Saint Adelphe s'éteignit le 11 septembre 670 en murmurant « Christ, venez à mon aide !». Tandis qu'on l'ensevelissait, un courrier, parti aussitôt pour le Saint-Mont, y parvint au milieu de la nuit. Garichramne, en toute hâte, gagna Luxeuil avec une escorte de moines. Le lendemain, un cortège processionnel, croix en tête et force cierges entourant la vénérable dépouille, prit le chemin du retour. Au gué de la Moselle — le pont Le Prieur n'existait pas encore — voilà que Sainte Gébétrude et toutes ses filles étaient venues à la rencontre. Suivi d’une masse de peuple qui s'était agrégée en cours de route, tout ce monde gravit les pentes du Saint-Mont , au chant des psaumes. Le corps fut déposé à découvert à l'église Saint-Pierre, où se fit la messe des funérailles ; l'inhumation, dans un sarcophage en pierre, suivit à l'église Notre-Dame, où reposaient déjà Saint Romary et Saint Amé. Pendant deux siècles exactement, ce sont donc les Religieuses qui allaient, de façon continue par la « louange perpétuelle », monter une pieuse garde auprès des fondateurs.

Par la suite, les restes de Saint Adelphe partagèrent la destinée des « Corps Saints », dont nous avons esquissé la longue histoire. Précisons seulement qu'à Remiremont les reliques du troisième Abbé « canonisé » avec les autres par Saint Léon IX reposaient dans une châsse sur l'autel Saint-Paul, coté Evangile. Il fut, comme ses compagnons, l'objet d'un culte entretenu par des prodiges et des miracles qu'il n'est pas question de rapporter ici. Mais Valdenaire, prieur d'Hérival, nous en a laissé, dans le style savoureux du XVIe siècle, l'énumération détaillée, tout au long de son « Registre des choses mémorables de l'église Saint-Pierre de Remiremont ».

Jusqu'à la Révolution, les Chanoinesses ont célébré l'office de Saint Adelphe au « dies natalis », le 11 septembre, sous le rite double du IIe classe avec octave. « Ce jour-là, précise le Rituel, il y a offrande sans procession ; on dit la grande Messe à l'autel de Saint Romary ».

Le culte de Saint Adelphe ne semble pas s'être étendu au-delà du domaine de Remiremont. On ne le trouve titulaire d'aucune église ou chapelle de notre diocèse. Nous n'avons pas rencontré davantage une seule statue ou tableau à son effigie, du Moyen-âge ni de l'époque classique.
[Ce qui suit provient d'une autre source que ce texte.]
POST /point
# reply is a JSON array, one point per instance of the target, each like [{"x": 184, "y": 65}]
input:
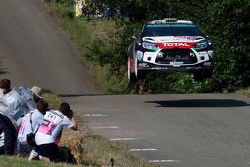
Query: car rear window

Il faut attendre le XIXe siècle pour voir Saint Adelphe représenté en vitrail. Iconographie pauvre et, somme toute, de bien fraîche date. A Remiremont, il figure avec sept autres personnages du Saint-Mont sous la rose du transept sud. Lorsqu'en 1858 on restaura, pour le Séminaire, la belle église abbatiale d'Autrey, il eut son vitrail dans la chapelle sud, dédiée à Saint Nicolas. Mais ce fragile hommage a, hélas ! disparu dans la bataille de 1944. Par manière de réparation toutefois, le bon Saint a retrouvé sa place parmi les Saints de chez nous qui, aux verrières des bas-côtés, font escorte d'honneur à Saint Pierre Fourier, dans la basilique de Mattaincourt.